Well, enough of the problems and challenges.  You’d think with all these circumstances we should be happy knowing that whatever we do it will be a contribution.  But we often still find ourselves in the “Laman and Lemuel” stage of spiritual immaturity and murmuring.  The only thing that brings us to our senses and ameliorates the concerns is when we are with the people and reminded of how little they have and how much of everything we have (wealth, education, opportunity, etc.).
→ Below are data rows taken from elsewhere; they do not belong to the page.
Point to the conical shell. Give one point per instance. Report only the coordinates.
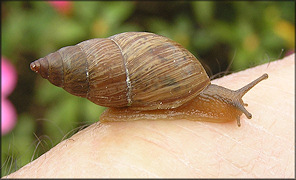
(142, 70)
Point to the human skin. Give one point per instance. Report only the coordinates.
(263, 147)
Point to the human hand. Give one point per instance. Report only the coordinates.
(262, 147)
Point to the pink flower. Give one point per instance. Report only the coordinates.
(8, 83)
(63, 7)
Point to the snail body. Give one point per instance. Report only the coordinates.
(138, 71)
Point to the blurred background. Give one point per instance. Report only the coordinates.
(37, 115)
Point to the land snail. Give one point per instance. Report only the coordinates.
(141, 75)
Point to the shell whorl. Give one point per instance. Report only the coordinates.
(138, 69)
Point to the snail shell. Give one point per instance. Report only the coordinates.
(142, 71)
(138, 69)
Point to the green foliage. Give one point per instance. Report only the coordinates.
(251, 33)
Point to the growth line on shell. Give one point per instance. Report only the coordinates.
(86, 69)
(128, 81)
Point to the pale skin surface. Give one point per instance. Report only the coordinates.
(262, 147)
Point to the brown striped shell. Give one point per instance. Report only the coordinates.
(138, 69)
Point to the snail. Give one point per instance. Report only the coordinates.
(141, 75)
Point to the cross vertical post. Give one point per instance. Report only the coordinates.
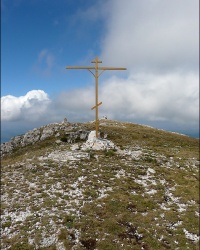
(96, 75)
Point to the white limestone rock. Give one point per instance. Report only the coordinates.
(97, 143)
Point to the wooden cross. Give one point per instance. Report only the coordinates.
(96, 75)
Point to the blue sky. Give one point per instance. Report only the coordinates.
(158, 42)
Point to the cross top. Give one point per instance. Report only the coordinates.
(96, 75)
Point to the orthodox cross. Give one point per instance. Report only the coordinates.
(96, 75)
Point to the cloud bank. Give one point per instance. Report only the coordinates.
(158, 42)
(167, 99)
(29, 107)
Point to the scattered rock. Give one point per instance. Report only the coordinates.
(97, 143)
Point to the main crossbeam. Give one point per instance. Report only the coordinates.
(96, 75)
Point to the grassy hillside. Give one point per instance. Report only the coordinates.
(145, 195)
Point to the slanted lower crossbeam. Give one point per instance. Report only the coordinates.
(96, 74)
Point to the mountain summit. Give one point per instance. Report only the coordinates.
(135, 187)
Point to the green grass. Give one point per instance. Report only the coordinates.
(110, 208)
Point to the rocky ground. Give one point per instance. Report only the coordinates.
(135, 188)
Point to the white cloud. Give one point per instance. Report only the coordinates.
(152, 35)
(29, 107)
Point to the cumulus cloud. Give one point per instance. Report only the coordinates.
(29, 107)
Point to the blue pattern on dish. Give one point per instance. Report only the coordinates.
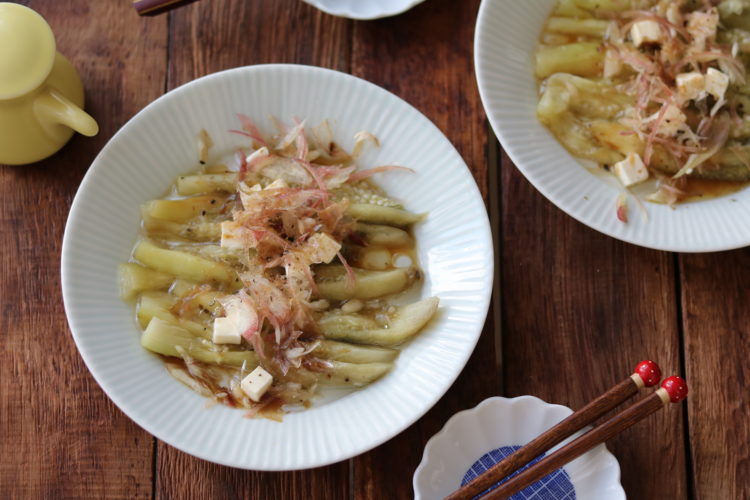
(554, 486)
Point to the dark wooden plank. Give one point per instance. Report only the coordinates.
(210, 36)
(580, 311)
(425, 57)
(716, 316)
(61, 437)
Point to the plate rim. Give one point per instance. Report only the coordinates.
(122, 402)
(352, 14)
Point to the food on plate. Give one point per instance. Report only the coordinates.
(651, 90)
(262, 283)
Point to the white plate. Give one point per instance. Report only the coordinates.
(142, 160)
(364, 9)
(506, 37)
(500, 422)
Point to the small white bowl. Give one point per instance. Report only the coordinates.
(364, 9)
(474, 439)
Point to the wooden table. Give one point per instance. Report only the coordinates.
(573, 310)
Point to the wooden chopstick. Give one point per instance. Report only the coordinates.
(673, 389)
(154, 7)
(646, 374)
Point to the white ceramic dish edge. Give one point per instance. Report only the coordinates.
(364, 10)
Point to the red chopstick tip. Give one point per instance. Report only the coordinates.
(676, 387)
(649, 372)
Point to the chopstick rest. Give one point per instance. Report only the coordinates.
(646, 374)
(673, 389)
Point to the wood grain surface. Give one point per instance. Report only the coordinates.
(578, 309)
(716, 318)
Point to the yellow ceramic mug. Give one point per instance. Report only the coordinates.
(41, 95)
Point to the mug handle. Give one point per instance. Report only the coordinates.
(52, 108)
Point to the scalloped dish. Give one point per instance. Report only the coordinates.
(473, 440)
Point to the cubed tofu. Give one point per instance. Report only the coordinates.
(716, 83)
(321, 248)
(674, 15)
(226, 332)
(672, 120)
(690, 85)
(612, 64)
(647, 31)
(631, 170)
(232, 235)
(257, 155)
(256, 383)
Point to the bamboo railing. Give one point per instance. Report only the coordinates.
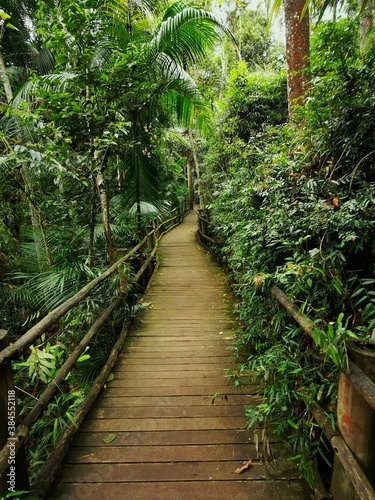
(13, 431)
(353, 438)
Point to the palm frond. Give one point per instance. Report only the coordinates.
(185, 33)
(51, 82)
(45, 291)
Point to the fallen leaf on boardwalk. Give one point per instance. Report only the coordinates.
(109, 438)
(243, 467)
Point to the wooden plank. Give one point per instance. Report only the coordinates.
(178, 381)
(239, 400)
(208, 392)
(179, 424)
(176, 471)
(168, 454)
(173, 437)
(212, 490)
(207, 410)
(162, 424)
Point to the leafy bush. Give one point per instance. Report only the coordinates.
(295, 206)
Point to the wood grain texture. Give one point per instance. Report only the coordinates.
(179, 424)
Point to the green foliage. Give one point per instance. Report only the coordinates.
(295, 207)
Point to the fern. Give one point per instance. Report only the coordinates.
(363, 299)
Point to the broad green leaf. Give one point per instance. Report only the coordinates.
(110, 438)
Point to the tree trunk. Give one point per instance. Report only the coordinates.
(366, 9)
(5, 79)
(297, 52)
(106, 221)
(92, 228)
(197, 172)
(137, 172)
(190, 184)
(37, 223)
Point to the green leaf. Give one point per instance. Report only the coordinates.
(110, 438)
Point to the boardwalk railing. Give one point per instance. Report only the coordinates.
(13, 432)
(353, 438)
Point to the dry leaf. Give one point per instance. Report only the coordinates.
(243, 467)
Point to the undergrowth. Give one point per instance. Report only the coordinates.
(294, 205)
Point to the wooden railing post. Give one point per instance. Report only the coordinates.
(16, 477)
(150, 245)
(356, 422)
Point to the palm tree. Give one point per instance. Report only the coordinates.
(170, 42)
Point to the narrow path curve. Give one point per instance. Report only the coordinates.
(173, 439)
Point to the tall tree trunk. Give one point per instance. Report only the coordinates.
(92, 228)
(35, 213)
(297, 52)
(5, 79)
(197, 171)
(190, 184)
(106, 221)
(37, 223)
(137, 172)
(366, 9)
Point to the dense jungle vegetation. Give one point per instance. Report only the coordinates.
(105, 107)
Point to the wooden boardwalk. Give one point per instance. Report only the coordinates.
(173, 440)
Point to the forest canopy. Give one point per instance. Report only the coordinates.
(115, 112)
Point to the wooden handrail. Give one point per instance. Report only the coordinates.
(360, 382)
(20, 346)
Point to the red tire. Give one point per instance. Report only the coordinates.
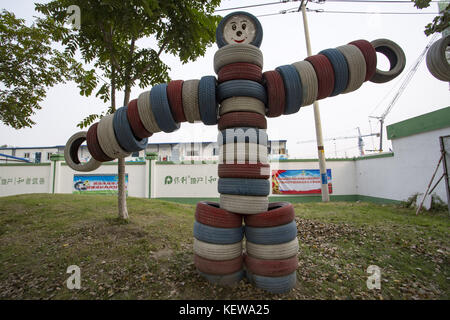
(325, 74)
(370, 55)
(209, 213)
(174, 94)
(279, 213)
(242, 119)
(276, 98)
(94, 146)
(135, 121)
(218, 267)
(247, 171)
(240, 71)
(271, 268)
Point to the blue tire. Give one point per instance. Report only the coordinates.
(258, 34)
(241, 88)
(244, 187)
(340, 68)
(161, 108)
(273, 284)
(242, 134)
(292, 88)
(216, 235)
(271, 235)
(124, 133)
(207, 100)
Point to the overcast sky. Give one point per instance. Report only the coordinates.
(283, 43)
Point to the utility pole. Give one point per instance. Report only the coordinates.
(319, 137)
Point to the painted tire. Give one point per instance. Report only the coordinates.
(437, 62)
(207, 100)
(240, 71)
(175, 96)
(243, 135)
(244, 204)
(190, 100)
(275, 285)
(224, 280)
(278, 213)
(309, 80)
(325, 75)
(234, 53)
(94, 146)
(242, 104)
(242, 119)
(258, 32)
(217, 252)
(276, 99)
(247, 171)
(71, 154)
(124, 133)
(272, 251)
(210, 213)
(161, 109)
(396, 58)
(271, 268)
(218, 267)
(245, 187)
(292, 88)
(241, 88)
(107, 138)
(370, 55)
(146, 114)
(340, 69)
(271, 235)
(356, 66)
(241, 153)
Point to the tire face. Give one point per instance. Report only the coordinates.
(396, 58)
(124, 133)
(217, 252)
(218, 267)
(271, 268)
(245, 187)
(340, 68)
(279, 213)
(242, 119)
(220, 40)
(161, 109)
(292, 88)
(94, 146)
(309, 81)
(272, 251)
(249, 171)
(209, 213)
(216, 235)
(71, 154)
(325, 75)
(276, 98)
(207, 100)
(240, 71)
(174, 94)
(234, 53)
(241, 88)
(271, 235)
(281, 284)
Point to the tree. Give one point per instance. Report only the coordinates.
(108, 37)
(28, 67)
(440, 22)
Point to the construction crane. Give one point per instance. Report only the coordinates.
(359, 136)
(402, 88)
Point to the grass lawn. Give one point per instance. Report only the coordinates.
(151, 257)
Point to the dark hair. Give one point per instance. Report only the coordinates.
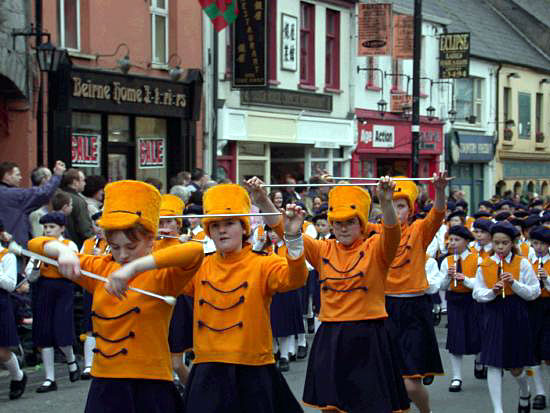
(38, 174)
(197, 174)
(94, 184)
(59, 199)
(157, 183)
(6, 167)
(70, 175)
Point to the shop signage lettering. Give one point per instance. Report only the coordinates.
(85, 150)
(454, 55)
(151, 153)
(383, 136)
(119, 93)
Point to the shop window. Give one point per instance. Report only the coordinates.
(151, 145)
(524, 115)
(86, 142)
(159, 31)
(332, 54)
(69, 24)
(307, 45)
(469, 99)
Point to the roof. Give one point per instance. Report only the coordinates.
(492, 37)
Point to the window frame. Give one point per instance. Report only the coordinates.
(309, 81)
(61, 5)
(163, 12)
(332, 84)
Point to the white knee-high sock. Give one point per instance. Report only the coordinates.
(494, 381)
(537, 380)
(456, 365)
(69, 356)
(47, 359)
(89, 345)
(523, 385)
(12, 365)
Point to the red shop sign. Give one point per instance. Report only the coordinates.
(85, 150)
(151, 153)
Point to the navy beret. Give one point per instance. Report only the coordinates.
(483, 224)
(462, 232)
(540, 233)
(505, 227)
(53, 218)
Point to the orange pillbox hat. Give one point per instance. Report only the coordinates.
(346, 202)
(406, 190)
(171, 205)
(128, 203)
(226, 199)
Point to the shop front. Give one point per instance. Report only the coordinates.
(122, 126)
(384, 146)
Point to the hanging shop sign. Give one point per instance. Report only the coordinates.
(249, 41)
(454, 55)
(403, 36)
(151, 153)
(85, 150)
(374, 29)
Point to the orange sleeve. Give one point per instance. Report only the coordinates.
(430, 225)
(388, 243)
(285, 274)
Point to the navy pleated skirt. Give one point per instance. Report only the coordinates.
(53, 324)
(464, 329)
(506, 341)
(410, 325)
(236, 388)
(180, 335)
(286, 314)
(133, 396)
(354, 367)
(539, 318)
(87, 300)
(8, 326)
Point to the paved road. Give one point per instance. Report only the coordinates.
(71, 397)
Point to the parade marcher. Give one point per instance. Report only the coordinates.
(504, 282)
(131, 369)
(234, 369)
(53, 299)
(463, 333)
(96, 245)
(180, 336)
(410, 320)
(353, 364)
(8, 328)
(539, 312)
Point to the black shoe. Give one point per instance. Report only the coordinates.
(74, 375)
(427, 380)
(539, 402)
(284, 365)
(17, 387)
(85, 375)
(525, 409)
(45, 389)
(456, 386)
(311, 325)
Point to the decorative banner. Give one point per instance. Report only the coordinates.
(249, 41)
(403, 36)
(383, 136)
(152, 153)
(400, 100)
(85, 150)
(374, 29)
(289, 43)
(454, 55)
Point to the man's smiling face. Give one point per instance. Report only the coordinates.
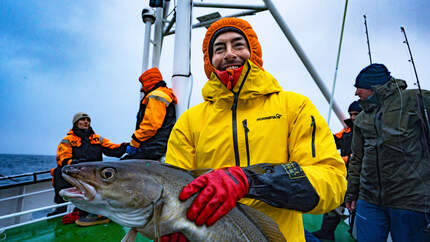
(230, 51)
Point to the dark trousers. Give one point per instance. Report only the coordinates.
(374, 222)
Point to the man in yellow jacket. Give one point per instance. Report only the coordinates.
(270, 148)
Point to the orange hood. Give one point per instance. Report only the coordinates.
(240, 24)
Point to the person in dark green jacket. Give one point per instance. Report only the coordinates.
(389, 171)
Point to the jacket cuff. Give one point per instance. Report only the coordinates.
(282, 186)
(134, 143)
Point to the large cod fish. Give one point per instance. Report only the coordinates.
(143, 195)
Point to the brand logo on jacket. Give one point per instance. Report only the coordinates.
(276, 116)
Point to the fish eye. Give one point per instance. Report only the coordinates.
(107, 173)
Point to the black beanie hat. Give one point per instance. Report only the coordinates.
(354, 106)
(374, 74)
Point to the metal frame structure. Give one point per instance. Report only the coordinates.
(181, 25)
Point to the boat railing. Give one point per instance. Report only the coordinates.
(12, 215)
(27, 198)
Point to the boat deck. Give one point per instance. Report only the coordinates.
(54, 230)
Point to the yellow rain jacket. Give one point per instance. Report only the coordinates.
(272, 126)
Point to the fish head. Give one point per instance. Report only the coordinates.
(123, 191)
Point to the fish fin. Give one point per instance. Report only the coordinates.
(130, 236)
(158, 207)
(198, 172)
(266, 225)
(194, 173)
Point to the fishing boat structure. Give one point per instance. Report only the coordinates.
(24, 205)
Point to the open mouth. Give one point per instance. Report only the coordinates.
(231, 67)
(80, 191)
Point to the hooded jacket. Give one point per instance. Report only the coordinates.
(390, 165)
(80, 147)
(343, 141)
(155, 121)
(256, 122)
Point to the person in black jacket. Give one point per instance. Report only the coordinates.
(343, 142)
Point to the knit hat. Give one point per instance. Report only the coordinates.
(374, 74)
(79, 116)
(236, 25)
(354, 107)
(150, 78)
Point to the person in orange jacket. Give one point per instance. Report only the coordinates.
(81, 145)
(155, 118)
(270, 149)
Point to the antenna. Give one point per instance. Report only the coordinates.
(412, 58)
(367, 37)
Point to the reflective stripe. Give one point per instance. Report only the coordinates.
(65, 141)
(161, 99)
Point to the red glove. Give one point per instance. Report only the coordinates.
(175, 237)
(219, 192)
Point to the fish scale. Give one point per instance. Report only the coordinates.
(150, 187)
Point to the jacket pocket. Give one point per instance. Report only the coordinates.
(246, 129)
(314, 127)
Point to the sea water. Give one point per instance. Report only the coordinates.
(13, 164)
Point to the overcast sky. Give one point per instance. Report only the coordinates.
(62, 57)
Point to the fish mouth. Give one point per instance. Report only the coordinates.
(80, 191)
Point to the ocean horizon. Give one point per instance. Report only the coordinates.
(17, 164)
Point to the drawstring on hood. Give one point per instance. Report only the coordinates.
(149, 79)
(229, 77)
(236, 25)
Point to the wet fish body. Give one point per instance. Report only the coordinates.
(143, 195)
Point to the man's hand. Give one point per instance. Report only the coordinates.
(131, 150)
(350, 205)
(174, 237)
(219, 192)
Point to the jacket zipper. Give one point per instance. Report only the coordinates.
(234, 118)
(377, 158)
(245, 127)
(314, 127)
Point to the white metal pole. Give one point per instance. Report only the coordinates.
(148, 18)
(158, 32)
(287, 32)
(181, 78)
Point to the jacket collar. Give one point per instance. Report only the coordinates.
(381, 93)
(257, 83)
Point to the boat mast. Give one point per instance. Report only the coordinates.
(182, 19)
(181, 77)
(305, 60)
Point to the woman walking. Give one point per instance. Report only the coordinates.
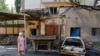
(21, 44)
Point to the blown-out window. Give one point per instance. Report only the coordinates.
(96, 31)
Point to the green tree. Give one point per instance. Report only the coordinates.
(17, 5)
(3, 6)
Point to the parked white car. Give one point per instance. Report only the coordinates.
(73, 46)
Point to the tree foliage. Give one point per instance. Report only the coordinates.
(3, 6)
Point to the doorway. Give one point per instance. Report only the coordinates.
(33, 31)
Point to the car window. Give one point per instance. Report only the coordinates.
(73, 42)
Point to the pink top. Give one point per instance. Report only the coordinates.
(21, 43)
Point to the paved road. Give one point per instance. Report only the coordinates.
(12, 51)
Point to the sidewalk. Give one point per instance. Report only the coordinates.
(12, 51)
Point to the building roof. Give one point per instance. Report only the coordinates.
(11, 16)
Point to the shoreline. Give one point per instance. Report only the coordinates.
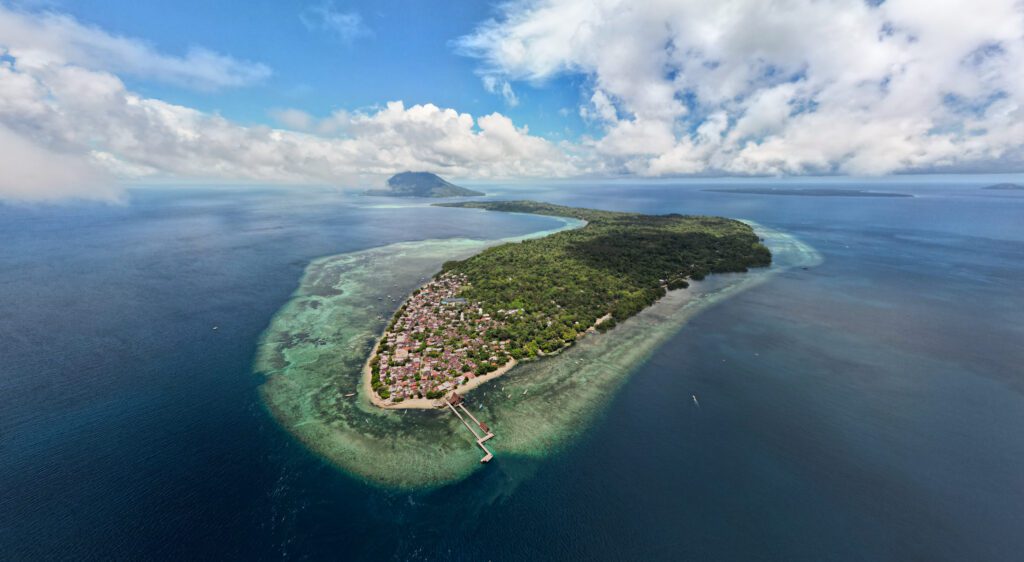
(425, 403)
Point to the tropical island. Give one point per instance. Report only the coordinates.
(521, 301)
(421, 184)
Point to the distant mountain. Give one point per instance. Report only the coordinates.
(421, 184)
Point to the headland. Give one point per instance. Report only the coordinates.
(522, 301)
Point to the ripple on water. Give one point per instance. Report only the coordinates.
(314, 348)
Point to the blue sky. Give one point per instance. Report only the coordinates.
(100, 93)
(404, 53)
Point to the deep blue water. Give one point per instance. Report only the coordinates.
(871, 407)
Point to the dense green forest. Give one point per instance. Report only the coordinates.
(617, 264)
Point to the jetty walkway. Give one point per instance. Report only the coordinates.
(456, 400)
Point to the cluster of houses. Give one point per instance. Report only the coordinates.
(436, 342)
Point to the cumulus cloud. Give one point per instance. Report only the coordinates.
(41, 39)
(71, 129)
(30, 172)
(791, 87)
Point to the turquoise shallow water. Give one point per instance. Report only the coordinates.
(867, 407)
(313, 352)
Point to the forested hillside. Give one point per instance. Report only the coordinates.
(549, 290)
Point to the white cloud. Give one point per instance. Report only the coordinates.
(346, 26)
(497, 85)
(41, 39)
(33, 172)
(797, 86)
(77, 126)
(70, 128)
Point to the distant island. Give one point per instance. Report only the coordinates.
(519, 301)
(810, 192)
(421, 184)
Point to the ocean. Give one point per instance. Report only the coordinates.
(866, 407)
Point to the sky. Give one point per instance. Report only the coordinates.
(99, 94)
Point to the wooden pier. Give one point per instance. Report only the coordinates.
(456, 400)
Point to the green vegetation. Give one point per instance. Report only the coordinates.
(547, 291)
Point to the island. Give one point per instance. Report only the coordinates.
(421, 184)
(809, 192)
(521, 301)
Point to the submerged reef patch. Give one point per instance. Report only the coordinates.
(313, 351)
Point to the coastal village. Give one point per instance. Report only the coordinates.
(436, 342)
Two days ago we went to visit a less-active member who is 36 years old and has no arms (one finger grows out of his right shoulder).  He was so humble, and so sweet as we invited him back to Church.  He lives so far away that if he were to return to activity he’d likely have to move in with a relative somewhere nearer to town.  Think of the irony of our invitation – “Oh, you can do this even though you have no arms, must depend on others for food, and to succeed you only have to pick up and move to someone else’s home!”  But as we shared with him the invitation, we felt to promise him that the Lord would make it possible if he desired to return (we read 1 Nephi 3:7 and other similar promises).  As we shared with him, we were pricked in our own hearts with the scripture; “physician, heal thyself.”  We need to have more trust in the Lord, more faith to accept our circumstances, and less egocentric complaining about difficult things.  More than others, we need to apply the great advice President Hinckley’s father gave to him in a period of missionary discouragement: “Forget yourself and go to work.”  We often feel like complaining children who need to be taught a few lessons about the difficulties of life and about pulling up the boot-straps and trudging forward.  In that regard, our mission has taken all of the “accomplishments” and supposed spiritual maturity we thought we had and shaken us to the core with the reality that we have much to learn.  Things are more tenuous than stable, more difficult than pleasant, and our missionary success and happiness more fleeting that we could have imagined.  We are prayerful that we will succeed and aware that it will only happen with the Lord’s help, but that He is unlikely to give it while we are focused on our own difficulties.  We need more of the simple faith and dogged determined attitude of Nephi.